Горничная принесла завтрак.
– Постель сменить? – спросила она.
– Сейчас-то зачем?
– Ну, если вы еще прилечь захотите. В свежей постели лучше спится.
Она смотрела на него без всякого подвоха.
– Ко мне кто-нибудь приходил? – спросил он напрямик.
– Не знаю. Я только в семь заступила.
– Эва, а каково это вообще: каждое утро за незнакомыми людьми дюжину кроватей застилать?
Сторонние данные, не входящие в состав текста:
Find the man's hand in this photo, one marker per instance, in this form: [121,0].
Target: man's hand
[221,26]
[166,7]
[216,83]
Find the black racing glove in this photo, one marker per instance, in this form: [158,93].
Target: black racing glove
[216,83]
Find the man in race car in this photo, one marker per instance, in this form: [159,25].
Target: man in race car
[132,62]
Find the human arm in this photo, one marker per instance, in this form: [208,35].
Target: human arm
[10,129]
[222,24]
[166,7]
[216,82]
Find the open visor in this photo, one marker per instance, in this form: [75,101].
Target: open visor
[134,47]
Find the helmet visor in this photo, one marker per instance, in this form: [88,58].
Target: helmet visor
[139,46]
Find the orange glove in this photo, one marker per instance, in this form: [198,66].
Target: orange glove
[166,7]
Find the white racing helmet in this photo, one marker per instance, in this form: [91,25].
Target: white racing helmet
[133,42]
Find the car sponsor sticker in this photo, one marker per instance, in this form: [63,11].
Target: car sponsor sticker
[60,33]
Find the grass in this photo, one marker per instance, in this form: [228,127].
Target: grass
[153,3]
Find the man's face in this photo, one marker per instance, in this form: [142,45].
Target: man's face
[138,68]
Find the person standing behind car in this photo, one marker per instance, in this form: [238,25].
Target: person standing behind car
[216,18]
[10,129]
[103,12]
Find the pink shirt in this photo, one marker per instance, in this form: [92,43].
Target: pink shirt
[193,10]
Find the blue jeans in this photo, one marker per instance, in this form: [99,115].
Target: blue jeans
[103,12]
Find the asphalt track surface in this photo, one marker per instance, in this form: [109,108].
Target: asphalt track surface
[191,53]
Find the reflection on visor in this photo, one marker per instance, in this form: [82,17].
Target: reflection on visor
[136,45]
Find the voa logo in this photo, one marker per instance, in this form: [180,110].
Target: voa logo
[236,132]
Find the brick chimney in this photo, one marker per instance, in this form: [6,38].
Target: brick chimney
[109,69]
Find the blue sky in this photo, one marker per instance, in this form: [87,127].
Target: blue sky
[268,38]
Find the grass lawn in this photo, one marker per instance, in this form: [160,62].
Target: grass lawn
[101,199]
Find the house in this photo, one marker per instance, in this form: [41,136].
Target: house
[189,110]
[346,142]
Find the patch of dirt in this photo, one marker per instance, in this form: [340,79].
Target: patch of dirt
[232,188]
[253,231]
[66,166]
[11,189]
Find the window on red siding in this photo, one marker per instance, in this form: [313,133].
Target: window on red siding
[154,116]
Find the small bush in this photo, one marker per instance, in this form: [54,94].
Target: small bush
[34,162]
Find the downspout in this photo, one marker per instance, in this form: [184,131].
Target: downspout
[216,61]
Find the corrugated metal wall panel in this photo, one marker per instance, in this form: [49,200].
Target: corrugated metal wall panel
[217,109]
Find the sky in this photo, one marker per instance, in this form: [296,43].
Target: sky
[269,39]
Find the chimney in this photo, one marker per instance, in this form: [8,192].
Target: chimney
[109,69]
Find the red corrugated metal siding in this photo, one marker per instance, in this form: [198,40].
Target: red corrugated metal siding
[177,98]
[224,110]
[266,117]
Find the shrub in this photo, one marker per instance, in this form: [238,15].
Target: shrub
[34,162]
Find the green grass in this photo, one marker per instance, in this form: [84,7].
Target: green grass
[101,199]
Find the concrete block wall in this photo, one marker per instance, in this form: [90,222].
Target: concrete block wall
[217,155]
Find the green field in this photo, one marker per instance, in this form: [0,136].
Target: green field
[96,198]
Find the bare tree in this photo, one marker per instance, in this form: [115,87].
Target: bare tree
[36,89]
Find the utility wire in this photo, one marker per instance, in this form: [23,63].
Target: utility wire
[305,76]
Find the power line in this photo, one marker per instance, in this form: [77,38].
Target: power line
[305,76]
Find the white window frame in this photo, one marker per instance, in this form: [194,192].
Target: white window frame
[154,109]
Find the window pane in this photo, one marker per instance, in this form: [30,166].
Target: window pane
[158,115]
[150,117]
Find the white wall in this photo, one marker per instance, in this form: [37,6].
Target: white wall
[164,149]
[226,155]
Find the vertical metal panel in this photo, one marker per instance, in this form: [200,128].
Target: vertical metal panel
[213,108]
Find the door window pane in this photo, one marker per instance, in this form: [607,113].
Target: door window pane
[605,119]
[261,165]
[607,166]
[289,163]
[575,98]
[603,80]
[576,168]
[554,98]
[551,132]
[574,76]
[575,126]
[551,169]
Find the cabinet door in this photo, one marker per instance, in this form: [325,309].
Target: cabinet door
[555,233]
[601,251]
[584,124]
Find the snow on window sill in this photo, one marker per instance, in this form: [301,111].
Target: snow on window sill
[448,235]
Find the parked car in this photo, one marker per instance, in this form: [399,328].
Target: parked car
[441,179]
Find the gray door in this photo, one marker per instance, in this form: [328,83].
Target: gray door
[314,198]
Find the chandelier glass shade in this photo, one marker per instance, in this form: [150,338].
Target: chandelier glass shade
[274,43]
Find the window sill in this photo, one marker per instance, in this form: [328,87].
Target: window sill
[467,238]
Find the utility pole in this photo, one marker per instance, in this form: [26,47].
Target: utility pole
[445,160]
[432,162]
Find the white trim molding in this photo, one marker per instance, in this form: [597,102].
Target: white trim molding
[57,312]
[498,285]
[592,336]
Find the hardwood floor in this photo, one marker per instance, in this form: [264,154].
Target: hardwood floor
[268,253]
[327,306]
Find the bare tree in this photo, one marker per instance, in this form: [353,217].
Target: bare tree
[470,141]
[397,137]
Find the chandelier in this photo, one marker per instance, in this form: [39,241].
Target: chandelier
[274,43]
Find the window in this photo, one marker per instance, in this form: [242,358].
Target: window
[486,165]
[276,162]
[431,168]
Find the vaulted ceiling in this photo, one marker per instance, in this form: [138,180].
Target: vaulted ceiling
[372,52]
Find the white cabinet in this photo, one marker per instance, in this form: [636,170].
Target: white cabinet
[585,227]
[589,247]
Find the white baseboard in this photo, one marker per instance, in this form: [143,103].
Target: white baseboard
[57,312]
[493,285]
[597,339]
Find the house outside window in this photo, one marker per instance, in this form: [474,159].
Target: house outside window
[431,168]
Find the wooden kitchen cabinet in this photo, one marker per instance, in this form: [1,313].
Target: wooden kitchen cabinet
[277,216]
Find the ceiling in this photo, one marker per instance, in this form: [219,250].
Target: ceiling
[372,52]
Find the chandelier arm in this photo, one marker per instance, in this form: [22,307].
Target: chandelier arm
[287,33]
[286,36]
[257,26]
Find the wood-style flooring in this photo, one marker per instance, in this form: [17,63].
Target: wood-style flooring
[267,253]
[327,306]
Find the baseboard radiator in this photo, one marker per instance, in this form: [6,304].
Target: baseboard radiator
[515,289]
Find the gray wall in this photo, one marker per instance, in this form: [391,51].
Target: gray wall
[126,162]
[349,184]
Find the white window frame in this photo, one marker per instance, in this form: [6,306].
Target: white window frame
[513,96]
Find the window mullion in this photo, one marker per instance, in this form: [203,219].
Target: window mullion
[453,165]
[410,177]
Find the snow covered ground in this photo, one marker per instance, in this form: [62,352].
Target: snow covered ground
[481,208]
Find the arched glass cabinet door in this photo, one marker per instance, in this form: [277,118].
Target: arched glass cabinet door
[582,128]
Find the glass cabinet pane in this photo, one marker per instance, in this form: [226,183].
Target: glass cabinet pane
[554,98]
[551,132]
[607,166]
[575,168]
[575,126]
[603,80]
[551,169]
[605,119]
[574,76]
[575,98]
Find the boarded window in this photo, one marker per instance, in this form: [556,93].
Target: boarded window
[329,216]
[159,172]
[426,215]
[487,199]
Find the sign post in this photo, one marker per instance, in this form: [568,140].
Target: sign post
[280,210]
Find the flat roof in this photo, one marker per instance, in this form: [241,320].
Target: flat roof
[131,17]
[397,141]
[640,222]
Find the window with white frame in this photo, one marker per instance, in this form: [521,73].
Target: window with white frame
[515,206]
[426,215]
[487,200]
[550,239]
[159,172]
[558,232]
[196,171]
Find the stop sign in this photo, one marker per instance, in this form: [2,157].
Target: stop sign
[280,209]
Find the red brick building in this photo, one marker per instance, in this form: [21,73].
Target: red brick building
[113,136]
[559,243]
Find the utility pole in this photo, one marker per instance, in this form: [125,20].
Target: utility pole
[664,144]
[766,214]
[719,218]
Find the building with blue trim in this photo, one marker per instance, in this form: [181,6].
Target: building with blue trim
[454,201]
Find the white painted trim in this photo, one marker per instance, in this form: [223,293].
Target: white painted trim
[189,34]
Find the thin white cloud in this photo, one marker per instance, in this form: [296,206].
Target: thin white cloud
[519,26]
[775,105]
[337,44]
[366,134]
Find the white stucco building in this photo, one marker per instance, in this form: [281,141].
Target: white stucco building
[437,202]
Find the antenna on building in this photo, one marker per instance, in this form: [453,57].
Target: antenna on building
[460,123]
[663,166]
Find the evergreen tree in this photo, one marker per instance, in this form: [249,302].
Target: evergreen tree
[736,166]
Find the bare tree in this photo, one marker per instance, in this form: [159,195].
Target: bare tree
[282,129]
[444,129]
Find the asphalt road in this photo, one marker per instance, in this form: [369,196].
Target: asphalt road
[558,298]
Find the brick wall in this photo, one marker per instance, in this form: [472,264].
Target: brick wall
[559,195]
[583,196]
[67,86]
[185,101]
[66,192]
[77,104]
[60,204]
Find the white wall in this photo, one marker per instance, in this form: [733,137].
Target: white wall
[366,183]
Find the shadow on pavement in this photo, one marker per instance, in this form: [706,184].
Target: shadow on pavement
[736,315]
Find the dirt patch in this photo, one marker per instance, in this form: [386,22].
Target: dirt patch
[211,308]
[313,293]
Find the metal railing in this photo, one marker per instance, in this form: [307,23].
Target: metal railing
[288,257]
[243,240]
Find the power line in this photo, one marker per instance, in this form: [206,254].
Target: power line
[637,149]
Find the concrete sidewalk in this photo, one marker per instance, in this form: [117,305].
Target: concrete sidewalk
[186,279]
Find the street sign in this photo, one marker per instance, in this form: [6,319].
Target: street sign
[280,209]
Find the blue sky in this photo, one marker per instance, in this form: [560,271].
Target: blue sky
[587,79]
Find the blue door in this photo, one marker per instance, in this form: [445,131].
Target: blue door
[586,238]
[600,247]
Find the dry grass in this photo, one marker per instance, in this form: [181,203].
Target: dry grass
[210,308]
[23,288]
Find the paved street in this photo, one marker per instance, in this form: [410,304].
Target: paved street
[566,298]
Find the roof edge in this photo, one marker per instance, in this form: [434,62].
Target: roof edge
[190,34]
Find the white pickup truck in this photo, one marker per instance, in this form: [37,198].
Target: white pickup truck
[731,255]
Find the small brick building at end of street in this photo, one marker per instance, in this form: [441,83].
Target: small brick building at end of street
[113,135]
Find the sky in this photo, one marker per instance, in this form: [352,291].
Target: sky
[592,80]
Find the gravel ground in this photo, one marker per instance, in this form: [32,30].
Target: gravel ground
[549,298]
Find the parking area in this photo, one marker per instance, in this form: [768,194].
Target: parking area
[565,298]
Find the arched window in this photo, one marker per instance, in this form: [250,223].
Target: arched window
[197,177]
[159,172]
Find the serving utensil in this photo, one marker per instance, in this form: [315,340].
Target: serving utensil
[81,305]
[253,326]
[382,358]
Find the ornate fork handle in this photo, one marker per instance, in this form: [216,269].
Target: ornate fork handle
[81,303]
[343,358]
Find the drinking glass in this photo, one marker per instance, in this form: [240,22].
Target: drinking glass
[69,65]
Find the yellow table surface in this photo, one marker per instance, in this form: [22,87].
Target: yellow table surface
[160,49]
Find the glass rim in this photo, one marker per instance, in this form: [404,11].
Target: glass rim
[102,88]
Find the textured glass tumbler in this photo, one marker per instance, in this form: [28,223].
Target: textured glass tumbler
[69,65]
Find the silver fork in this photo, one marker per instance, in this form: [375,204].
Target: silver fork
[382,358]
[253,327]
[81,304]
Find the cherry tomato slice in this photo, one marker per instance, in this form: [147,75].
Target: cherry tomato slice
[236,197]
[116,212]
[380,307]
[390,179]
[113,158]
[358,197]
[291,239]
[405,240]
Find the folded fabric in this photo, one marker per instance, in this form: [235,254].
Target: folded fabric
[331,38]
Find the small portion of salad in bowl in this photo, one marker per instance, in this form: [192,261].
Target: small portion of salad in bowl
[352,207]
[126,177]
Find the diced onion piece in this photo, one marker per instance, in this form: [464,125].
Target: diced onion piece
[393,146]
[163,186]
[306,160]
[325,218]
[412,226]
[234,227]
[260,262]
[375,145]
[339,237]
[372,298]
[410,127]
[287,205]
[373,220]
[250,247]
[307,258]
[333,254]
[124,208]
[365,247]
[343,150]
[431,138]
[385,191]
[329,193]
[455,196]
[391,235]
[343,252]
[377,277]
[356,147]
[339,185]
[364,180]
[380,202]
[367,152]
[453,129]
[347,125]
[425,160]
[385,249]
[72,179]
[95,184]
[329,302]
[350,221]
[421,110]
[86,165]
– Да нормально, месье Равич. Ежели постояльцы другого чего не требуют. Только почти всегда кто-нибудь да полезет. А ведь в Париже такие дешевые бордели.
– Но утром-то в бордель не пойдешь, Эва. А как раз по утрам у многих постояльцев прилив сил.
– Да уж, особенно у старичков. – Она передернула плечами. – Если не согласишься, без чаевых остаешься, только и всего. Правда, некоторые тогда жаловаться начинают – то им, дескать, в комнате не подмели, то нагрубили. Это все со злости. Тут уж ничего не поделаешь. Жизнь – она и есть жизнь.
Равич достал купюру.
– Так давайте сегодня ее немножко облегчим, Эва. Купите себе шляпку. Или кофточку.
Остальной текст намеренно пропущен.